6.1 Laboratory Tests¶
Measure hormone levels (TSH, cortisol, PTH, glucose), receptor function (e.g., GH receptor assays), and metabolic markers (lipids, HbA1c). Genetic testing for MEN syndromes or hormone receptor mutations is indicated in familial cases.
6.2 Imaging¶
CT/MRI for tumors (adrenal, pituitary, thyroid), ultrasound for thyroid nodules. Radiolabeled hormone scans may identify ectopic hormone secretion.
7. MANAGEMENT & TREATMENT¶
Treatment depends on disorder type: hormone replacement for deficiency, surgery/meds for excess, and addressing resistance mechanisms. Prophylactic interventions (e.g., thyroidectomy for MEN2) are critical in genetic syndromes.
7.1 Hormone Replacement¶
Physiologic hormone replacement for deficiencies (e.g., thyroid hormone, glucocorticoids). Monitor levels and adjust based on clinical response and lab parameters.
7.2 Surgical/Pharmacologic Interventions¶
Surgical removal of tumors (adenomas, carcinoids) or medical suppression (e.g., dopamine agonists for hyperprolactinemia). Iatrogenic excess requires discontinuation of exogenous hormones.
7.3 Resistance Management¶
Lifestyle modifications (diet, exercise) for acquired resistance (e.g., type 2 diabetes). Targeted therapies for receptor defects (e.g., leptin analogs) may be required in rare genetic cases.

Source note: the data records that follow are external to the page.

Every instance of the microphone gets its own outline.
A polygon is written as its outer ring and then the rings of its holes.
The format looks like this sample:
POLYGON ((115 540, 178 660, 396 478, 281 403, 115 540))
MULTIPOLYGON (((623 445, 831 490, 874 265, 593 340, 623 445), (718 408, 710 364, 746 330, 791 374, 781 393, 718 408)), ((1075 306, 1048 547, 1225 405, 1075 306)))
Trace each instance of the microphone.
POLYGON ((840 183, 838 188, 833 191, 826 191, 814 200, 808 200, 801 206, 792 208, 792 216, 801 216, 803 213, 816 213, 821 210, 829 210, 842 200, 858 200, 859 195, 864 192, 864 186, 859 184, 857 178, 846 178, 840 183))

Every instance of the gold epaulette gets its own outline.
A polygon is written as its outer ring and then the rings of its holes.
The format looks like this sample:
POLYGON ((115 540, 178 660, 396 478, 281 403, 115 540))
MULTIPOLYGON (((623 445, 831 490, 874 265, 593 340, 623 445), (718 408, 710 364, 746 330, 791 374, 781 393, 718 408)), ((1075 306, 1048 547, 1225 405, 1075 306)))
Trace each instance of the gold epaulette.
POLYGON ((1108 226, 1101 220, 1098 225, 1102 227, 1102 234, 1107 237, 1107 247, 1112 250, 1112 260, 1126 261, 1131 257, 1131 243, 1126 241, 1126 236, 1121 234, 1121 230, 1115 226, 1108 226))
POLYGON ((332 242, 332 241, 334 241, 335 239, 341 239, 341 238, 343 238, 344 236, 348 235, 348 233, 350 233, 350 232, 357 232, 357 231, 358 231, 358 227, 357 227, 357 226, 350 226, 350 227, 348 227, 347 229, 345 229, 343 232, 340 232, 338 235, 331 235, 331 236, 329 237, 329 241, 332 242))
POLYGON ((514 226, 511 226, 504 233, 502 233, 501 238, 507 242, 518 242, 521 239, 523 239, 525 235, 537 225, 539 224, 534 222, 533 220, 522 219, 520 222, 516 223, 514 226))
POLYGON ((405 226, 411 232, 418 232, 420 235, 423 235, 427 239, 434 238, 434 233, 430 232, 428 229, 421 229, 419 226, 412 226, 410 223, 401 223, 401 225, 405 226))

8. PROGNOSIS & COMPLICATIONS¶
Prognosis varies by disorder. Hormone excess disorders (e.g., Cushing’s) may lead to metabolic complications if untreated. Deficiency disorders (e.g., hypothyroidism) require lifelong management. Hormone resistance syndromes often have variable outcomes depending on underlying mechanisms.
8.1 Complications¶
Untreated hormone excess can cause osteoporosis, diabetes, cardiovascular disease. Deficiency may lead to infertility, metabolic syndrome, or end-organ failure. Resistance syndromes may result in progressive metabolic dysfunction.
9. SPECIAL CONSIDERATIONS¶
Pregnancy requires careful management of thyroid, adrenal, and pituitary disorders. Pediatric patients may present with growth hormone deficiency or congenital hypothyroidism. Elderly patients are at higher risk for adrenal insufficiency and osteoporosis. Genetic counseling is essential for hereditary syndromes like MEN.
10. KEY POINTS & CLINICAL PEARLS¶
- Use hormone measurements to guide treatment titration.
- Screen for endocrine disorders in high-risk populations (e.g., obesity, diabetes, family history).
- Genetic testing is critical for diagnosing hereditary syndromes (MEN, Klinefelter’s).
- Hormone resistance often requires lifestyle modifications and targeted therapies.
- Early diagnosis and intervention improve outcomes for most endocrine disorders.